Analyse Your Situation
It’s necessary to know exactly where one stands at the moment and get a clear picture of one's financial situation. Doing the following will accomplish this:
- Compile all accounts, including loans and other credit information. Know the fine details of each of these.
- Write down the monthly payments and interest amounts on each debt.
- Write down net income (take home pay) and each expenses.
- Estimate what assets are available, such as home equity, car, jewellery, etc.
- Get a credit profile and credit score, to use it as a baseline to track one's progress.
Prepare a Budget
This cannot be done without a budget. Figure out monthly spending and find a way to reduce these so that it's possible to apply at least 10% towards debts. If that can't be done, find as much as possible. Even small amounts count… For example, cutting down on eating out once a week can become significant… $25 to $50 a month or more. And that can really help in reducing debt.

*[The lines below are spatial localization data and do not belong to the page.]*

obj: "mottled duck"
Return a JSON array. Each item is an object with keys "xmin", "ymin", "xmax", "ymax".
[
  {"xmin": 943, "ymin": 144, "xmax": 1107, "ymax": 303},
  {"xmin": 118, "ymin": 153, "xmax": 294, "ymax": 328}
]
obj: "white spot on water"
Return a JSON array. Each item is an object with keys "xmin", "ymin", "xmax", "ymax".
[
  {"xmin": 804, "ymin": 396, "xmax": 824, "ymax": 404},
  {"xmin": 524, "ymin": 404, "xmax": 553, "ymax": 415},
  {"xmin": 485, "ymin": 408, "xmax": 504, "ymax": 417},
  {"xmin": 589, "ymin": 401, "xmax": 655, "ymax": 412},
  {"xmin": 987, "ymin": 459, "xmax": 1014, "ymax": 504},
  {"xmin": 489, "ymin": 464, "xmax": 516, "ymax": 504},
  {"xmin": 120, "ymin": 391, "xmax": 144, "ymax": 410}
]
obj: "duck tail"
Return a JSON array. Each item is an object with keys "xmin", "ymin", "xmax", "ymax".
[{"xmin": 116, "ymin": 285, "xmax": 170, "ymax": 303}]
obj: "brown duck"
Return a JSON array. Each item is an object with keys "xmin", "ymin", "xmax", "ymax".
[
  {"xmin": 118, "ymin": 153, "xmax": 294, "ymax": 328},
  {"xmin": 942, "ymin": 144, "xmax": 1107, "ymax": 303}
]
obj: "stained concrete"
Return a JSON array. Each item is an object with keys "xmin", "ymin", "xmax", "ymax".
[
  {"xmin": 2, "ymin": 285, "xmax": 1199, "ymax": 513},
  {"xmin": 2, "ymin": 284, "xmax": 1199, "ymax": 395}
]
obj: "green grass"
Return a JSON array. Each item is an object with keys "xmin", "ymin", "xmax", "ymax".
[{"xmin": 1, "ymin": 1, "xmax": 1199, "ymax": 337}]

Once the savings have been found, take that amount and apply it towards debts. The fastest way to do this is to take a list of all the debts, showing the minimum payment on each. Rank them by the highest interest. Then take the extra amount that was found and put it against that debt.
When first debt has been paid off, celebrate. A lot of advisors say to keep going, but do something to celebrate, even if it is just cooking a special meal at home or dancing around the kitchen. Then continue to apply the extra money, including the minimum payment from the debt that was just paid off, to the next debt. It will go much faster this time. And that chance to celebrate again will come sooner!
Negotiate and Consolidate
This means to try and obtain lower interest rates on whatever possible, particularly those items with the highest interest rates. Call all creditors and see if they will negotiate a lower interest rate. Many credit cards won’t allow this, so seriously considering consolidation is an option. If possible, move some of the debt to lower interest rate credit cards. Maybe even need to open a new account. This can cause a temporary (small) drop in one's credit rating, but it will be worth it in the long run.
High balances can also hurt a credit score. If any balances are above 50% of the limit, then this is what needs to be examined. Is it worth shifting the credit around to lower one's rating or is having one or two items with high balances, but lower interest, better for the long term?
If Necessary, Refinance
Reducing an interest rate by a few percentage points, especially on large debts, can save hundreds of dollars. What is currently outstanding and what can possibly be refinanced? How about the mortgage? Car loan?
It is sometimes a good idea to talk with a mortgage broker about a home equity loan. If there is equity in the house, then it's possible to use this to consolidate debt and reduce the interest expenses overall, thus eliminating the debt quicker.
Create a Plan and Stick to It
It is sometimes hard to really stick to a plan, but it's truly required in order to gain control. Put the payments on a calendar and follow it religiously. It can help to sign up for automatic bill payments through one's bank. However, when this is done, make sure that the payment lands on the right date for the credit card deadline. The payment deadline can sometimes shift a day in one direction or another. And that can mess up credit ratings, budget, and increase interest charges.
Put credit cards away someplace where they cannot be used. Many people put them in the freezer, literally “freezing” the credit cards. Build an emergency fund so that if anything goes wrong at least there is something to fall back on.
And remember, celebrate each time a major milestone is reached!